地球温暖化の影響か・・・そう思ったところで苦笑する。隣に教師はいるが、今は夏休みなのだ。学術的な話をする必要はない。
「たしかに・・・そうですね」
としか言う気力もなかった。
「まぁ、暑くなっていることは確かだ。環境白書の話では、20世紀中平均気温では0.6℃前後は上がっている話だし。産業革命以降上がり続けているから、実際にはもう少し上がっているだろうな・・・って、暑い中こんな暑くて堅苦しい話はしなくてもいいだろう」
本人は止めてほしかったらしいが、臼井は説明に聞き入っていた。
環境問題と歴史は密接に関係があるのかな・・・そう思っていたことも確かだったが、実際のところは、黒沢が話すことなら、何でも聞きたかった、こちらのほうが大きかった。
とはいえ、せっかく二人でいるのだから、少しだけ教師と生徒を逸脱しても構わないだろう、そう思ったことも事実だった。
特に、学期末では気まずくなっていたから、声をかけてくれないだろうと思っていたので、多少浮かれていた。話すチャンスが見つからなかったから、偶然でも会えて、本当によかった。
「考えてみたら・・・こうやって歩いていて大丈夫なんだろうか・・・」
夏休みではあっても、彼らの間には教師と生徒という関係がある。二人でいるところを他の生徒に見つかったら・・・黒沢はそんなことを考えたことがあるのだろうか。
残念ながら、臼井はただ会っただけだと開き直れるような性格ではなかった。そして黒沢はそんな臼井の性格を知っていて、優しく返す。
「大丈夫だろう。

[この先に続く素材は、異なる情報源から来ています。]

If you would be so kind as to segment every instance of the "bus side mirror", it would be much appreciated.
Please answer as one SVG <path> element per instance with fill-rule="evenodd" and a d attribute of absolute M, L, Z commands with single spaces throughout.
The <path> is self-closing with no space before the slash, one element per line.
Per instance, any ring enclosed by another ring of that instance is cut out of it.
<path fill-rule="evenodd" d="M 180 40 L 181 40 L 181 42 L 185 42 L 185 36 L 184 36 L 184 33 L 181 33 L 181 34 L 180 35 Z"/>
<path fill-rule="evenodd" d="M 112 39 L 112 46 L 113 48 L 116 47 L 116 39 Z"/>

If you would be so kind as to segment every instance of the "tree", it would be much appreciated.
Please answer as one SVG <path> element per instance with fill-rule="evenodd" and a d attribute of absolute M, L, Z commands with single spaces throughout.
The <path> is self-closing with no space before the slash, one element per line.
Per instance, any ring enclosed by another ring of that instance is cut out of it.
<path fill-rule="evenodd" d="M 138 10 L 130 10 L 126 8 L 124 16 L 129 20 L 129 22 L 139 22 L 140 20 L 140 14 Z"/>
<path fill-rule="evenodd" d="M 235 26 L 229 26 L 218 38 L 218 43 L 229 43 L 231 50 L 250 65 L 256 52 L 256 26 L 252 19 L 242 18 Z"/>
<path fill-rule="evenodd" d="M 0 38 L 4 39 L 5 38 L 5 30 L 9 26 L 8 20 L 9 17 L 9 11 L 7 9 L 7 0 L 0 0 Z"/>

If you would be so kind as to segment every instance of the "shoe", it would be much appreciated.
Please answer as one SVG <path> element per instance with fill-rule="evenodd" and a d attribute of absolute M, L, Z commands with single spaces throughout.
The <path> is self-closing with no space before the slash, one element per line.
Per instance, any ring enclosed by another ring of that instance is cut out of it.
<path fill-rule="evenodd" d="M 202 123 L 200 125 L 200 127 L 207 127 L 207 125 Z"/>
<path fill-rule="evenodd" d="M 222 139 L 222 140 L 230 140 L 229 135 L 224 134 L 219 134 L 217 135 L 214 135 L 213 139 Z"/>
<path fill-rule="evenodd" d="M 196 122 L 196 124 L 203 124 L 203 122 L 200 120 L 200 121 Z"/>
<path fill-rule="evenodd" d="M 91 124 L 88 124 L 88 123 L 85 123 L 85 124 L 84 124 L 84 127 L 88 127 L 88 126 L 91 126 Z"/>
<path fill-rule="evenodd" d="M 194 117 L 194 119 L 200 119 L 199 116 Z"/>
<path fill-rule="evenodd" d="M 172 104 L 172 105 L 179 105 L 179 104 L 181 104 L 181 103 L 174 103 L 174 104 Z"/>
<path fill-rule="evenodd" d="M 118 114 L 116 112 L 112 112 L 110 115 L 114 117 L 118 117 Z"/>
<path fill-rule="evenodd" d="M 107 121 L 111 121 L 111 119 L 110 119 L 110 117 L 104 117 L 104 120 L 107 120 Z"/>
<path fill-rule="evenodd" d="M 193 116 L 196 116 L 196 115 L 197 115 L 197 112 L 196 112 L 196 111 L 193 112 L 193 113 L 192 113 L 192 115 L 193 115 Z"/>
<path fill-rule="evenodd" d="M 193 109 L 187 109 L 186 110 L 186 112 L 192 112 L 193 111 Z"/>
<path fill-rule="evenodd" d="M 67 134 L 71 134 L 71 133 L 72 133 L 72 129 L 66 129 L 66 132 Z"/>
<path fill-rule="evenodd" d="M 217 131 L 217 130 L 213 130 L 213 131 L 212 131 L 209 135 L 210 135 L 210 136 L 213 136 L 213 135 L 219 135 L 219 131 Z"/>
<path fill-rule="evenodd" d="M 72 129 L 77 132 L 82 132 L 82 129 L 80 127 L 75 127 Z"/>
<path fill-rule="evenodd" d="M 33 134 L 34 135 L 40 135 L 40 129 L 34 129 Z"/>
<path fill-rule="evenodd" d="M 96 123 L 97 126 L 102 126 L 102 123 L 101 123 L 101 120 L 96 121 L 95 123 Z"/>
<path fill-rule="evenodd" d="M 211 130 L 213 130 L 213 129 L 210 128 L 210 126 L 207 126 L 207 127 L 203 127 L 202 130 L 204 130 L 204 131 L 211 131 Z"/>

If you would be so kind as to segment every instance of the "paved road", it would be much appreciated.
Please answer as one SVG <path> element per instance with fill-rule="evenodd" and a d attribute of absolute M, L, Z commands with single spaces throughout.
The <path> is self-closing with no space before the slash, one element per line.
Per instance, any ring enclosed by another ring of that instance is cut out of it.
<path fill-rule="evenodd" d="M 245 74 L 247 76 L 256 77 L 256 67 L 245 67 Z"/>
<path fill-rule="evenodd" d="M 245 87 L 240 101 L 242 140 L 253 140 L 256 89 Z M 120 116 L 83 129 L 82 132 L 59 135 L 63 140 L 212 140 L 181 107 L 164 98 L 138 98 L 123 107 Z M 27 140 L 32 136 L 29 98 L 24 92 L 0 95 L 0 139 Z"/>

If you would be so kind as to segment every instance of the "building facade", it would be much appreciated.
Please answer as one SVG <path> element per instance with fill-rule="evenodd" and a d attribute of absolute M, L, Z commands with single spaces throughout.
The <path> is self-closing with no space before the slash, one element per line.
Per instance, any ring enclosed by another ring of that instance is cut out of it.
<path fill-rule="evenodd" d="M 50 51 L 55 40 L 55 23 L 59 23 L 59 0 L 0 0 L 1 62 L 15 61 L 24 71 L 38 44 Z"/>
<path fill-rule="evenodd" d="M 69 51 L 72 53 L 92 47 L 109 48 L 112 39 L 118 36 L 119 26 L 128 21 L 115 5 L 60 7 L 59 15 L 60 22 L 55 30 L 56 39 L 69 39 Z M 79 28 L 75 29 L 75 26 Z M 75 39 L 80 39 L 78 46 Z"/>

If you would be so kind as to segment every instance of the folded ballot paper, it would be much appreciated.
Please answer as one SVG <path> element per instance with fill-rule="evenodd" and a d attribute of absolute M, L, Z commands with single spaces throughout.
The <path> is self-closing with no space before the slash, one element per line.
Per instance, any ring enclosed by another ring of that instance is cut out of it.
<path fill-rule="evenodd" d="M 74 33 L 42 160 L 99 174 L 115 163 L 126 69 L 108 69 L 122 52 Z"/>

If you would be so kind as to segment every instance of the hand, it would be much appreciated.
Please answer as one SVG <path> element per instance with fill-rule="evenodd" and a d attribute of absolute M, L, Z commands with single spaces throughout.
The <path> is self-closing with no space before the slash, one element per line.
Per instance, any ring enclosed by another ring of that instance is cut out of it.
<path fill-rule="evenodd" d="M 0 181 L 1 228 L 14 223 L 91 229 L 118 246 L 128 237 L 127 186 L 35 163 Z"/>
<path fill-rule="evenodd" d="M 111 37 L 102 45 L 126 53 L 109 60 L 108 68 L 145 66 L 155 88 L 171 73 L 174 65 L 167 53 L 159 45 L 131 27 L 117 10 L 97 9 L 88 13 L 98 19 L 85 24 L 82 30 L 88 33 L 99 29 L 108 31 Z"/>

ただ偶然図書館で会って、食事をするという、一致した目的で動いているだけだ。それとも・・・先生と一緒にいるのは嫌かい?」
もちろん、嫌なわけはなかった。それに、強引に言い訳をしている黒沢を見て、自分と似たような気がして、嬉しかった。
堂々と開き直るような性格の持ち主だったら、惹かれなかったかもしれない。実は臼井はこの常識人なところも好き・・・いや、気に入っていた。